D'un homme à la recherche de la paix
par Jean Hénaire
Vice-Président de l'EIP
Têtu dans ses idées, opiniâtre dans ses actions, cet homme qui se voulait de paix laissait parfois libre cours à sa colère. C'était une de ses manières de lutter contre le fatalisme ambiant qui se conforte dans l'idée selon laquelle la violence est inscrite dans le destin de l'humanité. Il discutait, s'animait et il lui arrivait de pourfendre. Mail il était écouté car on lisait dans ces emportements l'homme engagé. (Voir encadré)
C'est pour les enfants, par enseignants interposés, qu'il travaillait. Il comprit très tôt qu'il lui fallait s'entourer d'une équipe capable de traduire en langage pédagogique des idées d'éducation à la paix propres à intéresser les enseignants. C'est sur ceux-ci qu'il comptait pour former cette jeunesse. Un bon nombre d'éducateurs lui offrirent leur collaboration et aujourd'hui ils sont là, nombreux, à servir de relais un peu partout dans le monde.

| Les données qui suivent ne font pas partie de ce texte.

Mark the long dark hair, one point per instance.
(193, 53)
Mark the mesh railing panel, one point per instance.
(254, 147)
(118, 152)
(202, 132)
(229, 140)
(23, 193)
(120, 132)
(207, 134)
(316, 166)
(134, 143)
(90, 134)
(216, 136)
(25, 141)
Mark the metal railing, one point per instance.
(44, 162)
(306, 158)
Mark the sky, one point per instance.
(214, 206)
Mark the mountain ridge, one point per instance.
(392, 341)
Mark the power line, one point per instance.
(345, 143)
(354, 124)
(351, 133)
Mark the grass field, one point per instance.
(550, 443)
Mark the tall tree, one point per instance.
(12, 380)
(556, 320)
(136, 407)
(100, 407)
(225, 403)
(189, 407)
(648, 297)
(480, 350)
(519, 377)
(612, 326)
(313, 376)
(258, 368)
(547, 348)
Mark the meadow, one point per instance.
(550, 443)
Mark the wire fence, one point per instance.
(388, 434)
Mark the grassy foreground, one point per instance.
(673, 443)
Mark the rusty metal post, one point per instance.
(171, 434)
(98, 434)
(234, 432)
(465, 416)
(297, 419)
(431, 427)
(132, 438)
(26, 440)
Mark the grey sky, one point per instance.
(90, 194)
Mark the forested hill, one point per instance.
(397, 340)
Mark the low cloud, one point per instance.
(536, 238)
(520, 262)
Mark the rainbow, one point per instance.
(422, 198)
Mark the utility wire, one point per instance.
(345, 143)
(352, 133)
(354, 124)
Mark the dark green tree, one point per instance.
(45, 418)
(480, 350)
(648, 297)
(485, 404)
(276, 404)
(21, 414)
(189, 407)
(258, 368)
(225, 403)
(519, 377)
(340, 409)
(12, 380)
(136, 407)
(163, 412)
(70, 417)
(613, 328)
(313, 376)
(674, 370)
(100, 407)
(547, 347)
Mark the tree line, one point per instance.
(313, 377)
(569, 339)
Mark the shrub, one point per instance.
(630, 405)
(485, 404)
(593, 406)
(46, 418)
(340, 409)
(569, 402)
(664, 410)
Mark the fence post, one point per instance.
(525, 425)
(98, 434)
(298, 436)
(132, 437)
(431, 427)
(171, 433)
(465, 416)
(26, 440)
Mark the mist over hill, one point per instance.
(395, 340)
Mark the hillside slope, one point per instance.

Que reste-t-il de Jacques Mühlethaler moins d'un an après sa mort ? Une mémoire, celle d'un homme acharné qui, pendant un quart de siècle, contribua à l'expansion considérable de l'EIP dans le monde. Au nombre de ses réalisations, les cahiers de l'amitié qui rassemblent des jeunes de tous les continents, la Déclaration universelle des droits de l'homme en vocabulaire fondamental et les Sessions internationales de formation qui se tiennent annuellement à Genève, sont parmi les plus connues. Mais l'homme ne cessait d'entretenir d'autres projets. Il sentit, par exemple, l'immense chantier d'éducation à la paix que représentait l'ex-URSS et sans hésitation s'y rendit en 1992 . Et comme toujours, à même ses propres fonds. Il promouvait, à chaque fois qu'il en avait l'occasion, l'idée d'une éducation à la démocratie fondée sur la justice sociale. Son esprit de laïc convaincu le préservait de l'intolérance qu'il combattait par l'appel au dialogue et au respect du pluralisme. A ne pas s'étonner, donc, qu'il fut un des promoteurs d'une citoyenneté planétaire. Il rêvait d'une terre aux grands arbres sous les feuilles desquels la parole serait lieu de rencontres et de découvertes. Tel fut son projet. Ses fidèles amis des Citoyens du monde pourraient le dire aussi. Il nous a quittés serein et heureux de savoir qu'une relève s'était constituée au fil des ans. L'oeuvre ne disparaîtra pas avec le fondateur. Son trajet dans la vie ne s'effacera pas. Une autre époque s'amorce, s'ouvrent d'autres chantiers emprunt de sa mémoire.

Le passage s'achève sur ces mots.